Sierra de Alcarama, montes de Matamala en la sierra de Igea en proceso de regeneración y encinar de Carnanzún. Foto: Pedro Sáez-Benito Abad
La primera región del mundo donde se produjo la transición de unas sociedades de cazadores/recolectores a otra de productores fue Oriente próximo hacia el año 8500 antes de Cristo, desde donde se extendió a Europa, Egipto, sur de Asia, etc.
El desarrollo de la agricultura y ganadería permitió la aparición de los primeros asentamientos y un cambio radical del modo de vida del ser humano. Esta nueva forma de vida del hombre ha tenido consecuencias enormes en la naturaleza a lo largo de los siglos. Para roturar los campos, primero fue necesario eliminar la vegetación espontánea del lugar mediante incendios provocados que permitieran luego voltear la tierra con el arado arrastrado por bueyes y caballerías. Las nuevas extensiones de pasto para el ganado se generaban del mismo modo, quemando los bosques. Además, se cortaba la leña necesaria para calentar y cocinar en los hogares.

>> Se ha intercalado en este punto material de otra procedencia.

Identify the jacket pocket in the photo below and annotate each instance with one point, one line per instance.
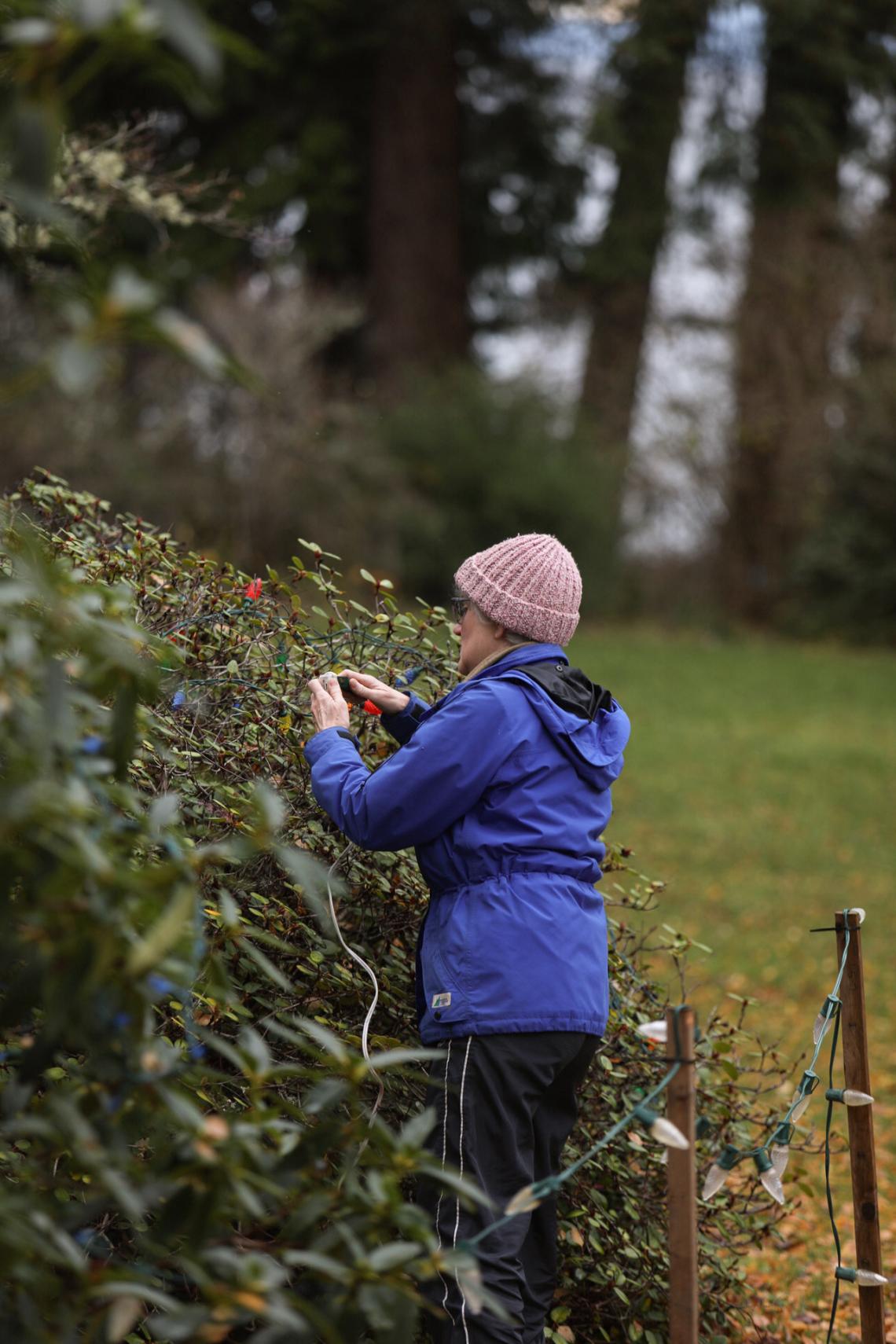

Solanas de Peña Isasa vistas desde las umbrías de Reido (cada año están más pobladas de carrascas) en la sierra de Igea. Foto: Pedro Sáez-Benito Abad
La gran presión sobre el suelo de las actividades agrícolas y ganaderas durante tantos milenios ha tenido como consecuencia la devastación de los bosques primigenios, y a causa de ello, la erosión extrema del terreno. Igea y la Rioja Baja son un claro ejemplo de este fenómeno. Hoy, de aquellas extensas masas boscosas repletas de carrascas y algún roble en las umbrías más frescas, sólo quedan bosques relictos en las umbrías de Carnanzún y Vallaroso, en el Carrascal de Villarroya y monte Yerga. Lo demás es una sucesión de sierras con solanas que son verdaderos eriales, y umbrías en las que los rebrotes de carrasca y matorral a base de estrepa, romero, aulaga, enebro, sabina, etc, sobreviven como pueden en un ambiente de clima mediterráneo con una distribución irregular y escasa de la lluvia y con veranos cada vez más abrasadores que extreman la aridez del terreno.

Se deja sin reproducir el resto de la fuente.